A recent survey of Wood Dale business owners found that three things attracted them to Wood Dale to live and start a business:
- The city offers a perfect location within easy range of transportation for their supplies, products and people.
- DuPage County tax levels are substantially lower than taxes in nearby Cook County (which includes the City of Chicago).
- The Wood Dale city government shows a business-friendly attitude, which includes such support as two tax increment finance districts and a facade improvement program.
And there’s a fourth factor, too, said Kelley Chrisse, assistant director of community development for the City
of Wood Dale.
“We are also what a lot of people refer to as a small town,” Chrisse says. “They like the atmosphere here – the feeling that they’re part of a family.”
When the farm towns west of Chicago began turning into suburbs in the 1950s and 1960s, Wood Dale grew rapidly because it offers ideal transit options for both residents and businesses.
The Wood Dale train station on Metra’s Milwaukee District West Line is right in the middle of town, near the new clock tower and garden. With almost 60 trains a day stopping there, the line takes riders to Chicago’s Union Station in 35 to 45 minutes. About 600 people a day board Metra trains at Wood Dale.
Only 82 percent of the parking near the station is used each day. That is good news for riders but is seen as a challenge by the city’s leaders to improve ridership and capitalize on one of the city’s assets.
“In the new Wood Dale Comprehensive Plan that was approved in August 2018, we identified that we could make even better use of our train station,” Chrisse said. “We’re expanding access to the station by improving sidewalks in the depot area and by encouraging employers to start shuttle-bus service between their plants and the station.”

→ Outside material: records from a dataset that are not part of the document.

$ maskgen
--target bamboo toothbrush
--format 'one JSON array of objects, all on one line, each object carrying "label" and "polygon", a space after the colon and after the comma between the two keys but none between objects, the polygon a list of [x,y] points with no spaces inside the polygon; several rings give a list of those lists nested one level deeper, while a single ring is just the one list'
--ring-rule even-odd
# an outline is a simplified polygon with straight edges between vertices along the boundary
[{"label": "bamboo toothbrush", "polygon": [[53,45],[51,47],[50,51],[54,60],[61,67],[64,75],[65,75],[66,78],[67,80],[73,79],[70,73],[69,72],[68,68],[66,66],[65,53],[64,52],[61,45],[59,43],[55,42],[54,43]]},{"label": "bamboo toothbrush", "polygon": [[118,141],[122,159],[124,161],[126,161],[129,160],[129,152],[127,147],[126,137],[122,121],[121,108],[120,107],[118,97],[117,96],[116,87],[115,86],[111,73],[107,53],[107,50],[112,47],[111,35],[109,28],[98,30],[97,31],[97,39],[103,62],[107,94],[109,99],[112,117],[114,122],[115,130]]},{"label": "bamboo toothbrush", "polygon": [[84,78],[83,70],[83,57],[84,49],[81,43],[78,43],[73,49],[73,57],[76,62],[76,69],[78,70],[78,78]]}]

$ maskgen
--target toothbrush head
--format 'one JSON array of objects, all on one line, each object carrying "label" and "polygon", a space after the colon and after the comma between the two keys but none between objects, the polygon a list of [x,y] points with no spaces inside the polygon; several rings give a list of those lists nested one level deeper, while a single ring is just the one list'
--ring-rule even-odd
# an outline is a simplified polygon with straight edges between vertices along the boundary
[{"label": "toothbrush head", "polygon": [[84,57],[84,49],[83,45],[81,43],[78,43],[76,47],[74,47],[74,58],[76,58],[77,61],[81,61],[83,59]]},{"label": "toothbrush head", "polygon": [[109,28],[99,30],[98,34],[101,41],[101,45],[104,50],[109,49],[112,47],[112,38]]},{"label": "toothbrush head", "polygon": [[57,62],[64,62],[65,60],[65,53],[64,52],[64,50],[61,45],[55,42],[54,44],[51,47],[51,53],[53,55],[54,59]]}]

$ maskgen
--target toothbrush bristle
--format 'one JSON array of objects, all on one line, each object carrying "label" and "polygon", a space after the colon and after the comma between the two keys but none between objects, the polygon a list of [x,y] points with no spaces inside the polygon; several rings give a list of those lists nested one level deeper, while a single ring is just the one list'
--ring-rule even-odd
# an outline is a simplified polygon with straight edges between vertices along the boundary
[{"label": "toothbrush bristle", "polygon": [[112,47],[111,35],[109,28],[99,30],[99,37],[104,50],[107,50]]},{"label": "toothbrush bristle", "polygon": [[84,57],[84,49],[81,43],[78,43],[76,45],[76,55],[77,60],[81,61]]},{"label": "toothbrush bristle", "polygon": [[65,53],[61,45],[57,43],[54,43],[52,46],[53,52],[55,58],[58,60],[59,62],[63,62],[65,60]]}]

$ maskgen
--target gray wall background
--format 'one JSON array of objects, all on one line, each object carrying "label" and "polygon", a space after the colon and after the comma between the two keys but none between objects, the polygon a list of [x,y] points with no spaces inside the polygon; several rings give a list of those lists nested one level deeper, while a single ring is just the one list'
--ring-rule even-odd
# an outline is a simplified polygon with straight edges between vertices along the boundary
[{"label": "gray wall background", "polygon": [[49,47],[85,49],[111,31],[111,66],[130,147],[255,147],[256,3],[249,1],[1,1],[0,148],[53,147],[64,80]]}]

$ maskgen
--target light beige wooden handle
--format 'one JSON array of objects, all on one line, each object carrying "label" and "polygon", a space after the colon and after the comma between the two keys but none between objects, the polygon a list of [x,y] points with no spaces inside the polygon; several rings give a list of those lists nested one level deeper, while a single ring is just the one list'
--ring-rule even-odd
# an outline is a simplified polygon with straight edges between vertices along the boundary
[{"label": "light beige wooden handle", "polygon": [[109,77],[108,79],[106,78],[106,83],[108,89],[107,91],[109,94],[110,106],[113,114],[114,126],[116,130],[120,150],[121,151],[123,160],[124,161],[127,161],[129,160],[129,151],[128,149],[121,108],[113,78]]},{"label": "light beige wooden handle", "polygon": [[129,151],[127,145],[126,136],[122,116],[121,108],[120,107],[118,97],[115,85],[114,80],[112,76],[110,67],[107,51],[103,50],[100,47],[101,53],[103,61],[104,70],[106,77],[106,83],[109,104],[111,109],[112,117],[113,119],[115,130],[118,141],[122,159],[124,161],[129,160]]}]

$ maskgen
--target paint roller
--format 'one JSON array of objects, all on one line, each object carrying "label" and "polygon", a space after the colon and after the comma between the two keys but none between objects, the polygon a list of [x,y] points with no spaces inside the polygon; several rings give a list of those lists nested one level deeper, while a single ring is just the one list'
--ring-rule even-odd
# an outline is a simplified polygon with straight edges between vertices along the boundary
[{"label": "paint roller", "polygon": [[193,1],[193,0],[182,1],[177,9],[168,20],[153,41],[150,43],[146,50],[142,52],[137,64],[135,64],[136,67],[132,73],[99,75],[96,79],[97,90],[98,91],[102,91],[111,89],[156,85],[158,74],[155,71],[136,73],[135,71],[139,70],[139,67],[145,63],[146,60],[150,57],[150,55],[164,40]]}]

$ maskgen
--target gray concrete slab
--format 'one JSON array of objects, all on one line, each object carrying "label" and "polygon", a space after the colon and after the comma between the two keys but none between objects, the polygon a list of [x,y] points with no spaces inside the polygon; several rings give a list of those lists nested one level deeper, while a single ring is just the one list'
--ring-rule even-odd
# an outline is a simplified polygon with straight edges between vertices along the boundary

Meanwhile, businesses enjoy access within minutes by road to the air freight facility at O’Hare International Airport – one of the world’s busiest airline hubs – and to Canadian Pacific and Union Pacific intermodal rail yards.
An extensive system of super highways connects the Wood Dale area to neighboring states in every direction. But big changes are coming in that network thanks to what is known as the Elgin-O’Hare Western Access Project.
For years Illinois planners have been working on this effort to improve auto and truck access from the west Chicago suburbs to O’Hare. In 2017, the controlled-access, two-lane Illinois Route 390 (formerly known as the Elgin-O’Hare Expressway) was extended several miles right through the north side of Wood Dale. In coming years, this super highway will be extended from there to the airport’s western edge, providing a shortcut directly to the Jane Addams Tollway/Kennedy Expressway (I-90) and Tri-State Tollway (I-294). Passenger cars, buses and taxis will be able to drive from Wood Dale to the airport in just a few minutes.
The city government is working to encourage reinvestment along the new stretch of Route 390, which Chrisse described as “the front door to our community.”